AWS-MLS-C01 & AWS CERTIFICATION | Regression Metrics (MAE, MSE, R-squared) - AWS Certified Machine Learning

4.6.1. Regression Metrics (MAE, MSE, R-squared)

First Principle: Regression metrics fundamentally quantify the accuracy of continuous numerical predictions by measuring the discrepancy between predicted and actual values, guiding model selection and tuning for quantitative forecasting.

For regression problems, where the goal is to predict a continuous numerical value, different metrics are used to evaluate how close the model's predictions are to the actual values.

Key Regression Metrics:

Mean Absolute Error (MAE):
- Formula: MAE = (1/n) * Σ|y_i - ŷ_i| (average of the absolute differences between predicted and actual values).
- Interpretation: Represents the average magnitude of the errors in a set of predictions, without considering their direction.
- Strengths: Easy to understand and interpret. Less sensitive to outliers than MSE because it doesn't square the errors.
- Weaknesses: Does not penalize large errors as much as MSE.
Mean Squared Error (MSE):
- Formula: MSE = (1/n) * Σ(y_i - ŷ_i)^2 (average of the squared differences).
- Interpretation: Measures the average of the squares of the errors.
- Strengths: Penalizes larger errors more heavily (due to squaring), which can be desirable in some contexts. Mathematically convenient for optimization (differentiable).
- Weaknesses: Sensitive to outliers. The unit of MSE is the square of the unit of the target variable, making it less intuitive to interpret.
Root Mean Squared Error (RMSE):
- Formula: RMSE = √MSE (square root of MSE).
- Interpretation: The square root of the average of squared errors. It's in the same units as the target variable, making it more interpretable than MSE.
- Strengths: Combines the benefits of MSE (penalizes large errors) with interpretability (same units as target).
- Weaknesses: Still sensitive to outliers.
R-squared (Coefficient of Determination):
- Formula: R² = 1 - (SS_res / SS_tot) (where SS_res is sum of squared residuals, SS_tot is total sum of squares).
- Interpretation: Represents the proportion of the variance in the dependent variable that is predictable from the independent variables. Ranges from 0 to 1 (or can be negative for very poor models). A higher R-squared indicates a better fit.
- Strengths: Provides a relative measure of fit, easy to interpret as a percentage of variance explained.
- Weaknesses: Can increase with the addition of more features, even if they are not truly predictive. Does not indicate bias.
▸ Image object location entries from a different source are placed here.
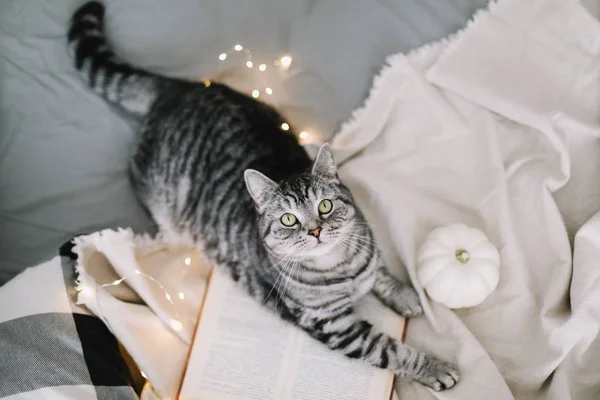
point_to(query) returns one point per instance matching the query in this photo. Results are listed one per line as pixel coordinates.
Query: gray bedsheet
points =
(63, 150)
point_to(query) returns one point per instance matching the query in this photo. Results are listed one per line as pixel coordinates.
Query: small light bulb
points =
(286, 61)
(175, 324)
(85, 291)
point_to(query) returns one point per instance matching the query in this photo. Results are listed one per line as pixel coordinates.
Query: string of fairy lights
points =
(282, 63)
(174, 323)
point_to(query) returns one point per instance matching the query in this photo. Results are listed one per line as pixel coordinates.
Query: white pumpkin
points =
(458, 266)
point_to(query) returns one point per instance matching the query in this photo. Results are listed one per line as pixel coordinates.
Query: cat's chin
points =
(320, 249)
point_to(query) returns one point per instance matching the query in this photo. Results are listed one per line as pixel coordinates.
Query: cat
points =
(290, 234)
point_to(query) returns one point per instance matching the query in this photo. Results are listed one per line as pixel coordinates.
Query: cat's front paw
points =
(437, 374)
(408, 304)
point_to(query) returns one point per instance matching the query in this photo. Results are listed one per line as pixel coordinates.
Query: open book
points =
(242, 351)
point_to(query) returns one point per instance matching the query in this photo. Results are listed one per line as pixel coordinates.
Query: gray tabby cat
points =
(295, 240)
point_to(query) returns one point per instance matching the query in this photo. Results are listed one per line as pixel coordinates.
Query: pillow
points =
(64, 150)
Choosing the Right Metric:

MAE: When outliers should not heavily influence the error, or when interpretability in original units is paramount.
MSE/RMSE: When large errors are particularly undesirable and should be penalized more. RMSE is generally preferred over MSE for interpretability.
R-squared: For a general understanding of how well the model explains the variance in the target variable.

AWS Tools:

SageMaker Processing Jobs: Can be used to run custom evaluation scripts that calculate these metrics.
SageMaker Automatic Model Tuning (HPO): Allows you to specify one of these metrics (e.g., validation:rmse) as the objective to optimize.
SageMaker Model Monitor: Can track these metrics in production if ground truth data is available.

Scenario: You have built a model to predict house prices. You need to evaluate its performance. Your stakeholders want to know the average absolute difference between predicted and actual prices, and also how much of the price variation your model explains.

Reflection Question: How do regression metrics like MAE (for average absolute error), MSE/RMSE (for penalizing larger errors), and R-squared (for explained variance) fundamentally quantify the accuracy of continuous numerical predictions, guiding model selection and tuning for quantitative forecasting?

💡 Tip: Always consider the business context when choosing a regression metric. A small RMSE might still be unacceptable if the business impact of large individual errors is high.